Got a chance to take a Friday off work and go on a tour instead, a group of us got to go to Mount Hertzl which is next to the Yad Veshem holocaust museum. “Ha Hertzl” is written in the topiary here in Hebrew.
Here this place is a cemetery for some of the senior members of the government and founding pioneers of the country.
Here’s a close up of this unusual Menorah, its all steel, and intricately made. If you look closely there’s some poles with pulleys for something, not sure what exactly. It looks like the whole assembly is supposed to pivot sideways in separate assemblies too.
This is the grave of Theodor Herzl the father of Zionism.

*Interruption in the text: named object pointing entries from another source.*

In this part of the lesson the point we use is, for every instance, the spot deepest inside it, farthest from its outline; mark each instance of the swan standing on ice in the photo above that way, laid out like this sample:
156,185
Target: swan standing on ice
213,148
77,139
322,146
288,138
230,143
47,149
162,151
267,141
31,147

Herzl was not religious, his vision was to create a Jewish nation just for Jews to love away from antisemitism, at the time there were many pieces of land chosen for a prototype Israel, some of them being Uganda (!) and Kamchatka, which is eastern Russia, before the new state of Israel seemed a better choice with its vast amount of historical value from Jewish people who had dwelled there previously. Its funny today how ‘Zionism’ is a dirty word these days associated with racism with some people when actually Hertzl was not at all religious but had a Christian friend who gave him some moral courage to make founding of a Jewish nation a reality.
This grave is quite new, the right hand one that is, its for Yitzak Shamir who died this year, his wife died previously.
This is Golda Meir, prime minister during the 1973 Yom Kippor war. A popular and kind lady she probably pre-dated Margret Thatcher commonly known as the ‘iron lady’ as a female statesman.
This is for Yitzak Rabin who was gunned down in 1994 in Tel Aviv by a lone Jewish assassin.
Of course, there are some notable exceptions, the first leader of Israel David Ben Gurion is not buried here, but in a small community in the desert, as he enjoyed living in a holiday home out there. Military leaders, fallen soldiers and Rabbis are more likely to be found in the Mount of Olives.